2. R.E.M. Murmur (Deluxe Edition)

You know how sometimes you get that little burst of adrenalin when you get some good news about something you really love. Well I got that rush when I heard about this records impending reissue. When I actually heard it though, it was a whole new ballgame. Hearing this reissue was like hearing it for the first time just like I did over twenty five years ago. Pristine, mysterious and jaw droppingly good. But the real bonus here is the oft bootlegged live cd from Larry's Hideaway in Toronto. - This generation's artistic equivalent to Live at Leeds by the Who. (THIS SHOW IS JUST THAT GOOD.)

I could write an essay on the importance of this CD in my musical pedigree but this time I defer to you the listener to discover its riches. It rarely gets better than this.

1. Otis Redding Otis Blue: Otis Redding Sings Soul (Collector's Edition)

On July 10, 1965, Otis Redding took only 24 hours to record ten of the eleven songs that would make up Otis Blue: Otis Redding Sings Soul, arguably the 1960s' greatest studio-recorded soul LP. Allow me to amend that. It may be one of the last century’s greatest recorded LP’s.
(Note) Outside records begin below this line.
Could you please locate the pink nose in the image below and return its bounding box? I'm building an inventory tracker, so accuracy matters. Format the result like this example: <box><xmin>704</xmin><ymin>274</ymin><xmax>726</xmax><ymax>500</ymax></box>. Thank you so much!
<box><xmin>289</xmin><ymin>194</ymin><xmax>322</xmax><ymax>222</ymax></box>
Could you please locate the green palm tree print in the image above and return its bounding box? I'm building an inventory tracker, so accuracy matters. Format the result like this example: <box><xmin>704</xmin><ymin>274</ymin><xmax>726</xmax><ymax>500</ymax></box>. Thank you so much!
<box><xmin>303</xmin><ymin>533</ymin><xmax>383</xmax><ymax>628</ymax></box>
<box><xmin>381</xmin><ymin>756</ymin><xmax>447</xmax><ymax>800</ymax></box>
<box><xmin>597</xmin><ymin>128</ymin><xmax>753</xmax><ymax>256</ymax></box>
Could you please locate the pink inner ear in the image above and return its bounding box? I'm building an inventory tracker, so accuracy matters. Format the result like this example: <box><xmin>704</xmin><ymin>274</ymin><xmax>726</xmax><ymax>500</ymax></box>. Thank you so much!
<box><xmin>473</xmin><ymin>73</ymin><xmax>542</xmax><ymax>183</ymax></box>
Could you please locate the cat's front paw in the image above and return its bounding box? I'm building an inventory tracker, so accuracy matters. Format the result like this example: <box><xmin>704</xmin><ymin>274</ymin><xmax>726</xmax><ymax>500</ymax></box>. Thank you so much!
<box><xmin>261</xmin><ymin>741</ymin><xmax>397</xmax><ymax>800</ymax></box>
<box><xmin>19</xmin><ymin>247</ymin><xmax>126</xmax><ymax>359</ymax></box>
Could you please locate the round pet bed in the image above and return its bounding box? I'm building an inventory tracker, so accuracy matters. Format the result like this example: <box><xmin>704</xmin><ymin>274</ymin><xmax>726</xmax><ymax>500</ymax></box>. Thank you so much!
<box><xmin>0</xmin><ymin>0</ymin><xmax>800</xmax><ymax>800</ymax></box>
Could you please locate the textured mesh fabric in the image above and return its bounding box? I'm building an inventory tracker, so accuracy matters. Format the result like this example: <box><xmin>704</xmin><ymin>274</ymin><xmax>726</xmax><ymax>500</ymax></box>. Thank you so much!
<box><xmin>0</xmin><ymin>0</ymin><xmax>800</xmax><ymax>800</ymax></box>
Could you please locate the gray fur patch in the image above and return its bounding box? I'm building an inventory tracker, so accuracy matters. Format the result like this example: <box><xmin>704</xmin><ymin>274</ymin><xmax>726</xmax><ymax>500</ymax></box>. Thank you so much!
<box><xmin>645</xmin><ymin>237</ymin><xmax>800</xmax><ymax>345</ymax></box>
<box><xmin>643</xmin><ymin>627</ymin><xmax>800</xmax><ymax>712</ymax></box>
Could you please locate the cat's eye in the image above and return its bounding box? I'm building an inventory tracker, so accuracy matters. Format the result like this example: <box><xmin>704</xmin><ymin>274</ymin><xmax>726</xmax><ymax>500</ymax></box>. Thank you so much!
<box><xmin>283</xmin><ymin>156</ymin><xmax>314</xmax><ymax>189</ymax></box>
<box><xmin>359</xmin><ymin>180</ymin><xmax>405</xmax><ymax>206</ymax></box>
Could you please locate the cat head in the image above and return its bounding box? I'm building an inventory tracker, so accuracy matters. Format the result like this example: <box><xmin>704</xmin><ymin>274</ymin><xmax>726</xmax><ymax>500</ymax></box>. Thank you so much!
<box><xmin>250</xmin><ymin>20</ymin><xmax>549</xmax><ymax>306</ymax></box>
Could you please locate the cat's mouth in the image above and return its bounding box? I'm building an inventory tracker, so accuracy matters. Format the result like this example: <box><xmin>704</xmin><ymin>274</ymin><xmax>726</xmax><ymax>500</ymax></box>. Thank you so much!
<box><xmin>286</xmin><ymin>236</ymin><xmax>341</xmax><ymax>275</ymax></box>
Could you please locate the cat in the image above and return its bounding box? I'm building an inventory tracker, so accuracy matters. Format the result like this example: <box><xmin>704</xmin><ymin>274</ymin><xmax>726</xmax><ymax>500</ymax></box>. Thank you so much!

This is unquestionably Redding's crowning achievement. The sprawling two CD Collector's Edition of Otis Blue really helps to illuminate that contention. This amazing package includes rarities, live versions of the album tracks, alternate mixes, and the original LP in both mono and stereo. It was pure bliss to discover anew the magic that lies within this record. Not unlike the more extensive Beach Boys - Pet Sounds Boxed Set this release goes a long way in explaining the back story of this legendary musician.

The music on this disc will affect the way you listen to and interpret music. "Change Gonna Come", Redding's cover of Sam Cooke's now timely civil rights anthem "A Change Is Gonna Come", is the real gem of this package. Emotional, raw and so extraordinarily passionate the hair on the back of your neck will stand on end when you hear it.

For an album that took one day to create is still a stunning revelation to me- Testimony to the inimitable soul and sublime talent of Otis Redding. This record needs to be in everyone's collection. It deserves reverence, it deserves love. It is a blueprint for all of us to do just that.


Dale said...

Tasty reissues! I'll have to get the Replacements and R.E.M. ones and have a listen to the rest. Is it Q magazine that has a Reissues section? It's glossy and sexy but costs one million dollars per issue due to the CD they attach.

Barbara Bruederlin said...

Trust a true list junkie to come up with such a stellar idea. There were a lot of great reissues this year, weren't there?

There were also some interesting compilations that were released, some of which stirred controversy, which is always fun.

You are starting to make me all anxious to start on my lists now!